If you want a Docker plus Caddy setup as the base layer for hosting apps yourself, our Hermes Agent install walkthrough works on 22.04, 24.04 and 26.04 with no changes (the installer auto-detects the distro). That's a good signal for how cleanly most well-maintained installers handle the 26.04 transition.

My final thoughts

Most of the 26.04 changes are quiet wins. The kernel is faster on real workloads, OpenSSH is genuinely future-proofed against quantum attacks (good for the next decade of compliance audits), the toolchain is current and the systemd cleanup gets rid of years of legacy that nobody was using anyway. The two sharp edges (cgroup v1 removal and the Python jump) hit a specific minority and the fixes are well-trodden.

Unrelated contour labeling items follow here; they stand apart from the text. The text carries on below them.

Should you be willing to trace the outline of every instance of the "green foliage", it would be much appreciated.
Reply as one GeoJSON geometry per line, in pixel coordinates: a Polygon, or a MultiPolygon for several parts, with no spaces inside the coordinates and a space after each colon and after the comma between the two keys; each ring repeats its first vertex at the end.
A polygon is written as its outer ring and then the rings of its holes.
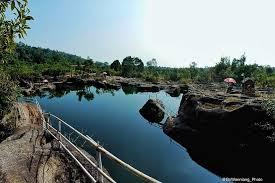
{"type": "Polygon", "coordinates": [[[18,88],[10,76],[0,68],[0,117],[19,95],[18,88]]]}
{"type": "Polygon", "coordinates": [[[28,21],[33,18],[29,16],[27,4],[27,0],[0,1],[0,116],[18,97],[17,85],[2,64],[11,60],[15,38],[24,37],[26,30],[30,29],[28,21]]]}
{"type": "Polygon", "coordinates": [[[122,61],[122,76],[135,77],[141,76],[140,73],[144,70],[144,64],[138,57],[128,56],[122,61]]]}
{"type": "Polygon", "coordinates": [[[111,69],[115,70],[115,71],[120,71],[121,70],[121,64],[119,62],[119,60],[115,60],[111,65],[110,65],[111,69]]]}
{"type": "Polygon", "coordinates": [[[9,54],[12,53],[18,36],[23,38],[30,29],[28,21],[33,20],[29,16],[27,0],[0,1],[0,61],[6,62],[9,54]],[[10,16],[7,16],[10,14],[10,16]]]}
{"type": "Polygon", "coordinates": [[[153,58],[152,60],[148,61],[146,63],[147,67],[157,67],[158,63],[157,60],[155,58],[153,58]]]}

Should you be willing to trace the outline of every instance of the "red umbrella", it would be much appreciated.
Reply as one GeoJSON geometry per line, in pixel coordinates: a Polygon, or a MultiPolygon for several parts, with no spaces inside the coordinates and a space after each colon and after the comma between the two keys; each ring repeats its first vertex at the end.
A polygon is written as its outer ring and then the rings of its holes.
{"type": "Polygon", "coordinates": [[[233,78],[225,78],[223,81],[226,82],[226,83],[233,83],[233,84],[236,84],[236,83],[237,83],[237,82],[235,81],[235,79],[233,79],[233,78]]]}

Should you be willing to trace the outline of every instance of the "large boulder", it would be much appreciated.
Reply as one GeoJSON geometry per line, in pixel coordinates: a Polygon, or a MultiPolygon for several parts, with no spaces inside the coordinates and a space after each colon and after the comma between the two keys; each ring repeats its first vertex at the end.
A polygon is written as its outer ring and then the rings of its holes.
{"type": "Polygon", "coordinates": [[[273,177],[275,121],[258,98],[187,93],[163,131],[222,177],[273,177]]]}
{"type": "Polygon", "coordinates": [[[149,99],[139,113],[149,122],[160,123],[164,118],[164,105],[160,100],[149,99]]]}

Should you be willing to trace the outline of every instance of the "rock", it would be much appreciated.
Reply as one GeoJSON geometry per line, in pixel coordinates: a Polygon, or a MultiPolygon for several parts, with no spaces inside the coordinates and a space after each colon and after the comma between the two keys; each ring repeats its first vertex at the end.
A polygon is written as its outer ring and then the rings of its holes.
{"type": "Polygon", "coordinates": [[[251,78],[242,81],[242,93],[248,96],[255,96],[255,82],[251,78]]]}
{"type": "Polygon", "coordinates": [[[181,88],[177,85],[173,85],[166,90],[166,93],[168,93],[171,97],[178,97],[180,96],[181,88]]]}
{"type": "MultiPolygon", "coordinates": [[[[58,148],[58,142],[43,132],[41,123],[36,106],[26,103],[15,104],[0,121],[0,127],[5,127],[0,132],[6,134],[0,141],[0,182],[90,182],[75,161],[58,148]]],[[[79,153],[72,153],[93,177],[98,177],[97,170],[79,153]]],[[[83,153],[96,163],[92,156],[83,153]]]]}
{"type": "Polygon", "coordinates": [[[165,115],[160,107],[164,109],[164,105],[160,100],[149,99],[139,110],[139,113],[149,122],[160,123],[165,115]]]}
{"type": "Polygon", "coordinates": [[[139,92],[159,92],[160,88],[157,85],[141,84],[137,86],[139,92]]]}
{"type": "Polygon", "coordinates": [[[163,131],[193,160],[221,177],[273,179],[275,121],[260,99],[208,93],[183,95],[163,131]]]}

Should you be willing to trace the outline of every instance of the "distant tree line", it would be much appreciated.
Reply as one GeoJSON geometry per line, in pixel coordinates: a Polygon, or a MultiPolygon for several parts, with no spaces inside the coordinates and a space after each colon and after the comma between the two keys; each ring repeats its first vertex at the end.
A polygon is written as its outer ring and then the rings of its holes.
{"type": "Polygon", "coordinates": [[[196,62],[192,62],[189,67],[169,68],[158,66],[156,59],[147,61],[145,65],[140,58],[127,56],[121,62],[115,60],[109,65],[108,62],[94,61],[90,57],[84,59],[18,43],[14,54],[9,57],[9,64],[5,65],[5,70],[12,78],[107,72],[110,75],[142,78],[150,82],[222,82],[225,78],[232,77],[240,83],[244,77],[251,77],[260,86],[275,86],[274,68],[247,64],[246,61],[246,56],[242,55],[233,59],[222,57],[213,67],[200,68],[196,62]]]}

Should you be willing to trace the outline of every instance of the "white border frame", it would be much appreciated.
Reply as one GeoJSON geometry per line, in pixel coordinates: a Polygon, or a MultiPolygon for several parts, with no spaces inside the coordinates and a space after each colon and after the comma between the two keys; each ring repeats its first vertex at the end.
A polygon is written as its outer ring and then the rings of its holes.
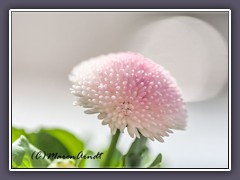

Spin one up, run the post-install checklist above, build whatever you came to build. If something breaks, the LumaDock support team handles tickets directly and the 26.04 image has been live across our fleet for a few weeks already, so we've seen the same edge cases you're likely to hit.

FAQ

When did Ubuntu 26.04 LTS come out, and how long will I get support?

26.04 LTS was released on April 23, 2026 under the codename Resolute Raccoon. You get five years of standard support (until April 2031) and the option of ten years of Expanded Security Maintenance through an Ubuntu Pro subscription, which takes you out to April 2036.